Nina frowns. “That doesn’t mean anything.

He always has his ring from Ruth with him.

And, no, he didn’t tell me about being a life coach, not specifically.

But I do know he’s had quite a colorful career, done a bit of everything, so it doesn’t surprise me in the least.” She hands the phone back to Ash and sighs.

“Baby girl,” she says, “what’s going on here? ”

Ash feels tears building behind her eyes and swallows them back.

“Nothing,” she says. “Nothing. I just—who is this guy? That’s all.

He’s fifty-five or whatever. He says he’s got no children, but someone who used to be a client of his when he was a life coach said he lived in a house with a woman who he said was his wife, and they had two little girls. ”

“Oh, come on now, Ash.”

“Mum! I’m serious! I wasn’t going to say anything, I was going to wait until I had more evidence—”

“Evidence? Ash, what on earth are you talking about? You’re acting like you think Nick is some kind of criminal.”

“Well, how do you know he isn’t?”

“And this… I mean, this woman who said he was living with a wife and children. Where did you find her? Who is she?”

“She’s literally just a woman. And I found her online.”

“Oh, Ash.” She sees concern flicker across her mum’s face. “Is this…? I mean, you’re not…?”

“What? Going mad again? No, Mum, I am not going mad again.”

“I did not say that, Ash. I never said you were mad.”

“Yes, but I was. Clearly I was. And I am many things right now, I am sad and I am grieving and I am lonely and I am lost—but I am not mad. This”—she stabs her finger at the screen of her phone—“this is real. This guy… there’s something off about him, Mum.

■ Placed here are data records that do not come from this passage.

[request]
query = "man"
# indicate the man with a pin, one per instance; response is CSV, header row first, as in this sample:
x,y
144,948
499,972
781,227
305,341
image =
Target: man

And I’m doing this because I love you so much, and I love Dad so much, and I love everything that you built together, and I cannot deal with the thought of anyone coming into this”—she gestures around them—“into Dad’s beautiful world, and making a mess in it.

Mum, please tell me that, at the very least, you’ll talk to him.

Here.” She picks up her phone and messages the screenshot of Justin Warshaw to her mother’s phone.

“Just show Nick that. See how he responds. And ask to go to his wine bar. See how he responds to that too. Please, Mum. Promise me you will. Not for me. But for us.”

“OK,” says Nina slowly. “Of course I will. I’m sure that there’s a perfectly rational explanation for everything. He’s had a very colorful life. He’s had a lot of trauma. A lot of drama. I’m sure this will just be another bizarre episode with a completely benign explanation.”

“Yes,” says Ash, with a sigh. “Maybe it will be.”